L'interruption volontaire de grossesse (IVG) est une procédure médicale encadrée par la loi Veil depuis 1975, permettant de mettre fin à une grossesse non désirée. En France, le délai légal pour avorter est fixé à 14 semaines de grossesse. L'IVG peut être réalisée de deux manières : par voie médicamenteuse, jusqu'à la 7e semaine de grossesse, ou par intervention chirurgicale, jusqu'à la 14e semaine de grossesse. Cet article se concentre sur le suivi du taux de l'hormone bêta-HCG après une IVG médicamenteuse, un élément crucial pour s'assurer de son efficacité.
L'IVG médicamenteuse : comment ça marche ?
L’IVG médicamenteuse est une méthode d’avortement qui peut se pratiquer jusqu’à la fin de la 7ème semaine de grossesse, soit 9 semaines après le début des dernières règles. Elle consiste à provoquer une fausse couche en prenant deux médicaments différents : la mifépristone (MYFEGINE) qui interrompt le développement de la grossesse et le misoprostol (GYMISO) qui provoque l’expulsion de la grossesse. Cette méthode peut être réalisée au cabinet de votre médecin-traitant, de votre gynécologue ou de votre sage-femme, ou dans un centre de planification ayant signé une convention avec un établissement de santé.
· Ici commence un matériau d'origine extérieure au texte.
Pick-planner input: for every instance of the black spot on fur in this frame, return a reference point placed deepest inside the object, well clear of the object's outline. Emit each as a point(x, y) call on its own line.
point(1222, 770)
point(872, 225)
La prise de misoprostol est déconseillée par voie vaginale par les laboratoires en raison d'un risque de douleurs abdomino-pelviennes plus fréquentes. Les saignements de la patiente lors d’une interruption de grossesse médicamenteuse peuvent survenir entre 30mn et 3 jours après la prise de médicament. Dans la grande majorité des cas, ils surviennent dans les 2 à 4 heures après la prise du 2ème médicament, le misoprostol. Dans 5% des cas, ces saignements surviennent dès la prise de la mifépristone.
Les saignements qui s’ensuivent, plus ou moins importants peuvent durer de 10 à 20 jours. Ils sont comparables ou plus abondants que les règles, plus épais avec des caillots (qui proviennent de la muqueuse utérine). Leur abondance dépend du stade de la grossesse et sont souvent plus abondants après 7 SA (semaines d’aménorrhées) c’est-à-dire 5 semaines de grossesse. On peut parfois voir une boule blanche gélatineuse qui correspond à l’œuf appelé aussi le sac ovulaire dans les saignements.
S’il n’y a pas de saignement à 24h, il faut contacter le ou la médecin ou sage-femme pour avoir une appréciation de la situation. Si aucun saignement ne se déclenche après 24h, il faut reconsulter sans attendre.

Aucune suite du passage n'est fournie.